Blast (in the face) from the Past
by, 6th July 2012 at 12:13 PM (127 Views)
In a bout of nostalgia, I decide to go on all of the forums I used to go on. Like, the ones I haven't gone on in months or years......and, I dunno, look at my old posts, my old PMs.
I realized some stuff. But first......
I was so childish. I was whining so much, I posted so many useless posts, and....my sense of humor.....aw, damn.....DAMN. I sounded so stupid, and did so much shit, it kinda makes me wonder why my warning level is still at zero on those forums.

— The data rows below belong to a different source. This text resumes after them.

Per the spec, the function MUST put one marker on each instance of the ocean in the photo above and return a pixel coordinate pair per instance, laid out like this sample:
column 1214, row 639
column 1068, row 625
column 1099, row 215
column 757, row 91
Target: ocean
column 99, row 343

My grammar sucked. I was so stupid, I was letting complete strangers add me on Facebook. What? That doesn't sound like me at all. You'd have to threaten Present!Me at knifepoint just to find out what continent I live in. But....people grow, I guess. One matures. I was a child back then. No longer.
I also felt guilty, though.
That nostalgia-induced trawl rekindled my passion. I badly want to get back in the community, but I feel like I've missed so much. Everywhere I look I'm all "That's the state of the metagame? What the heck is that thing? That's what you do now? Oh, so our country has official events now, and we're applying for our own subforum?....good....but who the heck is that guy? There's a new mod? What? What? Whaaaaat?" I can't quite....get back in.
So what's my point?
It's 'screw you, I've got BMGf now'. :D
No......actually, I'm deathly afraid that the same thing would happen to BMGf. I don't want that to happen, ever. But what if it's ineveitable.....?
Thank you for reading this incredibly long-winded and pointless blog post. Alas, it is what spills out of your brain when it's 1 AM and you haven't had any sleep.